How do I stay safe after a tornado?

Once a tornado has passed, the danger is not over. In fact, half of all tornado-related injuries occur following the storm. Before you leave your shelter, look outside and assess potential hazards. While inspecting the damage, cleaning up and living without power, take the following precautions:

  • Do not touch downed power lines or any objects that are in contact with downed lines. Report electrical hazards to authorities.
  • Wear sturdy shoes or boots, long sleeves, and gloves when cleaning up.
  • Look out for broken glass and exposed nails, a leading cause of tetanus. If you get a nail puncture, contact your doctor or local health department. You may need to get a tetanus shot.
  • Use extreme caution when entering damaged structures.
  • If your home is damaged, shut off the electrical power, natural gas and propane gas to avoid electrocution, fires, and explosions.
  • If you smell gas in your home, turn the main gas valve off and call the gas company. Open windows and doors.
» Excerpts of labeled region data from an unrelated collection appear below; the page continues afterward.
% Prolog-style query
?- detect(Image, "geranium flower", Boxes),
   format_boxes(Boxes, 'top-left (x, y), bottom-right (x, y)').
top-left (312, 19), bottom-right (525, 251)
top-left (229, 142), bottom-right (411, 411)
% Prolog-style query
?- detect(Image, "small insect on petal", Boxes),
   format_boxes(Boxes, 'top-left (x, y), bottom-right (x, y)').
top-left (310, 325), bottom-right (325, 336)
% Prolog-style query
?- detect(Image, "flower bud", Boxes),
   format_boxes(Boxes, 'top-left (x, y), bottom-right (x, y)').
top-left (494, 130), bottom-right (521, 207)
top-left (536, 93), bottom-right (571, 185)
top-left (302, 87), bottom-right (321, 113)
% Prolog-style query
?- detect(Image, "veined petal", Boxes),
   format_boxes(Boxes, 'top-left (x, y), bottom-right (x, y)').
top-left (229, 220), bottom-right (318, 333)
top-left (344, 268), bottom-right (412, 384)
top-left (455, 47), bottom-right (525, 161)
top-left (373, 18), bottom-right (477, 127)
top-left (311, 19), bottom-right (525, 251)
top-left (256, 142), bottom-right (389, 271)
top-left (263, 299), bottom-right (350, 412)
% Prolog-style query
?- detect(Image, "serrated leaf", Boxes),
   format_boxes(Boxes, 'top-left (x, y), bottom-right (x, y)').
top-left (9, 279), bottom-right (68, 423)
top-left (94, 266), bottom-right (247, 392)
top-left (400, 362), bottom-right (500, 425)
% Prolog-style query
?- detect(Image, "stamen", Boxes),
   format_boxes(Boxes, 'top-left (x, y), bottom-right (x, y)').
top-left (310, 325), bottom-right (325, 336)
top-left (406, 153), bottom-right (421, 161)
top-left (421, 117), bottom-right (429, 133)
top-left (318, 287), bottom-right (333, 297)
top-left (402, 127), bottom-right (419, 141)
Do not smoke, light candles or use matches.
  • Whenever possible, use battery-powered flashlights and lanterns instead of candles.
  • Help avoid injuries when using chainsaws and power tools by learning how to operate them properly, and always following recommended safety procedures.
  • Never use generators, grills, camp stoves or other gas or charcoal-burning devices inside your home, garage or near open windows, doors, and vents. Carbon monoxide - a colorless, odorless gas - can build up and cause sudden illness and death. If you suspect carbon monoxide poisoning or feel dizzy, light-headed or nauseous, seek immediate medical attention.